Questo sposta “naturalmente” gli ebrei sulla sinistra? Neanche per idea. Intanto la persecuzione e lo sterminio non furono una prerogativa dei due dittatori nazifascisti, ma, in quel campo, si distinse e si fece disonore anche il comunismo sovietico. Olocausto meno celebrato, nei confronti del quale i doveri della memoria si attivano in modo intermittente, ma che rimane un’incancellabile ed innegabile pagina della storia. Così come rimane innegabile il silenzio dei comunisti italiani. La storiografia, oggi, a proposito della persecuzione contro gli ebrei, molto si affanna, e giustamente, attorno alla figura di Pio XII, pontefice che non seppe trovare le parole per difendere un popolo avviato allo sterminio; i pontefici comunisti, da Togliatti, a Longo, a Berlinguer non furono da meno, ed ancora oggi, per la verità, di parole pesanti su quell’antisemitismo non se ne sentono.

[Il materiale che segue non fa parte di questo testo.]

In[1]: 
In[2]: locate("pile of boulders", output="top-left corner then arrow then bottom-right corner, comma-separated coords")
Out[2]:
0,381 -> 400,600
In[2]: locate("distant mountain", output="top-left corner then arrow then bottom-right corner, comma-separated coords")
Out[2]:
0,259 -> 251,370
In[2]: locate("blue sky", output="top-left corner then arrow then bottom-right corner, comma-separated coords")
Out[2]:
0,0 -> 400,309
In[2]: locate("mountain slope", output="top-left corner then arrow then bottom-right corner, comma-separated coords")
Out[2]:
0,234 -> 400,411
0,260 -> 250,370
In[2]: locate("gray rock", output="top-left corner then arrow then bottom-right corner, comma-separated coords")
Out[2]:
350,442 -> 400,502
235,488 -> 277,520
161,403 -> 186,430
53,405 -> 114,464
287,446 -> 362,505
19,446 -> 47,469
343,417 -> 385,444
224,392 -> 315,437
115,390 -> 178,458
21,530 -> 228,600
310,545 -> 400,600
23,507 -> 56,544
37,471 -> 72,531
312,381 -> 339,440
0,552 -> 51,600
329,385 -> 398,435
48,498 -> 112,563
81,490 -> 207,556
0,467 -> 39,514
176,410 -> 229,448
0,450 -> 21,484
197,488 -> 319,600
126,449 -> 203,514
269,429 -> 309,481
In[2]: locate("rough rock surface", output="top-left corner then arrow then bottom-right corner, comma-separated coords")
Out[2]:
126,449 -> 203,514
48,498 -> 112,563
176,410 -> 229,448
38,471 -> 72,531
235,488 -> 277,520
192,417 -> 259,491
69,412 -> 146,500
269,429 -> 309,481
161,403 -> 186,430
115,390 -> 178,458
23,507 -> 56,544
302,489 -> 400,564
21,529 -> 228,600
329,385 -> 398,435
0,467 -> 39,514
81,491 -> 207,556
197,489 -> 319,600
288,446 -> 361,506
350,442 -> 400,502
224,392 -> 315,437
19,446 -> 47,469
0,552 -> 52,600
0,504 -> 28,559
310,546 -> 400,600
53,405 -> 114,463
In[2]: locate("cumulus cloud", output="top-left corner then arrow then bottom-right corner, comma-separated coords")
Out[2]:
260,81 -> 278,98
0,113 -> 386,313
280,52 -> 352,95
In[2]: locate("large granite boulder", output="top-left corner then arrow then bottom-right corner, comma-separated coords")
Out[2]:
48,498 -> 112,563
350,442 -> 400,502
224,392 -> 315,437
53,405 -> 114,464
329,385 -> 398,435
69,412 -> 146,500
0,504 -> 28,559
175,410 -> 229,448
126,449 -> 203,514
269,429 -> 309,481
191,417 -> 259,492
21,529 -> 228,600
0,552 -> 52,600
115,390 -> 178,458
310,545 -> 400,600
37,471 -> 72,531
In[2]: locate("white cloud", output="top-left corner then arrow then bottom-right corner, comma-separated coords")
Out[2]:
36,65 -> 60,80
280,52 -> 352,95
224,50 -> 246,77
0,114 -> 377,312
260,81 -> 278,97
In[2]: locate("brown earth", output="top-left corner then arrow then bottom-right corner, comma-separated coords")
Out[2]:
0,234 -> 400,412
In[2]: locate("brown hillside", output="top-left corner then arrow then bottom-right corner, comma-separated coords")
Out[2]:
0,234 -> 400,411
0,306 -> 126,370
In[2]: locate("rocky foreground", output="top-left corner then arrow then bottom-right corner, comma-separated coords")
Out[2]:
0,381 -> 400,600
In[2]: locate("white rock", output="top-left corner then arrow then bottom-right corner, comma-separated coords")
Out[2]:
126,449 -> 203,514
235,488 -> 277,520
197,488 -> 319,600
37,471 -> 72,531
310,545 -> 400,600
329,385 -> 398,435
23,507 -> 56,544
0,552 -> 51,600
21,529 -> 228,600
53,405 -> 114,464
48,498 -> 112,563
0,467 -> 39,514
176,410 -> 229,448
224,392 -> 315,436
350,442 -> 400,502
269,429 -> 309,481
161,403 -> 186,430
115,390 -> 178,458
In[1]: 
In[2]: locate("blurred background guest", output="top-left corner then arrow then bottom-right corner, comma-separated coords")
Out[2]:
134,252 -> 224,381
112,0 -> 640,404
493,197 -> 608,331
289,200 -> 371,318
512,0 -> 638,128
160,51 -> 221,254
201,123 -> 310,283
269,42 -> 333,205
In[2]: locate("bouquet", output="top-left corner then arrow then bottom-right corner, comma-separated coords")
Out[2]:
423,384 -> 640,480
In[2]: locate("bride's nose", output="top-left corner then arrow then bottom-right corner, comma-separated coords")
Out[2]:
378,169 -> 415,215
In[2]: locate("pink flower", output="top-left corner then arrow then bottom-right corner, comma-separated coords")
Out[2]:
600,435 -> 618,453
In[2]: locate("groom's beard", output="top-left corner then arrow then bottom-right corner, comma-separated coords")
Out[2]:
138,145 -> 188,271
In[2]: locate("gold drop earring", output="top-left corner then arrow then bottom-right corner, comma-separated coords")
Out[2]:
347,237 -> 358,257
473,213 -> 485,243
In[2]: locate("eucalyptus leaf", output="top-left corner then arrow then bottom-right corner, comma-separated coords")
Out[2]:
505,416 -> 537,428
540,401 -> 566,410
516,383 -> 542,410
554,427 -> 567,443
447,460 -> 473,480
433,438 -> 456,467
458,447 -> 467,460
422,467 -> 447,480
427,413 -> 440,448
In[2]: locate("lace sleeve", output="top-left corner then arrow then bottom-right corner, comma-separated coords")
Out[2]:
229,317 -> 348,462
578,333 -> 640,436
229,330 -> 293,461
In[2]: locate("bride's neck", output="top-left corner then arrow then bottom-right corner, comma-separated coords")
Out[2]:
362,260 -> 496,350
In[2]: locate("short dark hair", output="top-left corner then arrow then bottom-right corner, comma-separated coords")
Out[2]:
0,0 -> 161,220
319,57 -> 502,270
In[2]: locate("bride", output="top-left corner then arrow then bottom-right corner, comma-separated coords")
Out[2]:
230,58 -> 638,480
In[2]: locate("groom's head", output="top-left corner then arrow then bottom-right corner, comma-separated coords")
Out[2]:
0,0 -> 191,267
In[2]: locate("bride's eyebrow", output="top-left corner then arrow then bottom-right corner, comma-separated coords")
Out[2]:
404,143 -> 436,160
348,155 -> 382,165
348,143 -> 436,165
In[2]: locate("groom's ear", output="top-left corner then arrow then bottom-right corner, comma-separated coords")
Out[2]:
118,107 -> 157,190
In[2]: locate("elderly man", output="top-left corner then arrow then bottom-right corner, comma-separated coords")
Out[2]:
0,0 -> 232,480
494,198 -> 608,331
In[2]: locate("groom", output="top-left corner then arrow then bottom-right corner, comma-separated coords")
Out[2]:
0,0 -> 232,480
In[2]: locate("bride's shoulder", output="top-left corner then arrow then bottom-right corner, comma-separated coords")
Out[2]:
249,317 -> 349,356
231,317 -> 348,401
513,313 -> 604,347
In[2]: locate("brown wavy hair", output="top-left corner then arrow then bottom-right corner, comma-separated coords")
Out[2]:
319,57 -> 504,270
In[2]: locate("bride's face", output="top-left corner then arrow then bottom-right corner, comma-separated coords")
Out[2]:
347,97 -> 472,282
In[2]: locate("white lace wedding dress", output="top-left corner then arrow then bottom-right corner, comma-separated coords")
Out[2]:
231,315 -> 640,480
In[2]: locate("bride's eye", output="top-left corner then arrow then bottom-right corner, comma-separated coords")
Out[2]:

Non solo, come ricordava l’articolo di Fioravanti, alle manifestazioni della sinistra, ancora oggi, non mancano le sciarpe di foggia palestinese, a segnalare una solidarietà degenerata in moda (come tutte le divise guerrigliere, come tutte le mode avventuriere, che richiamano tragedie e mettono in scena la cretineria). Questa sinistra, però, ha saputo imparare il linguaggio del politicamente corretto, ha indossato kefiha e kippar, e questo segnale, il cielo sa quanto contraddittorio, è stato pur sempre un segnale di dialogo e di speranza, che gli ebrei italiani hanno raccolto e che ancora coltivano. Se basta così poco per ottenere così tanto, vorrà dire che da altre parti è giunto ancora meno. Questo è il punto politico da tenere presente.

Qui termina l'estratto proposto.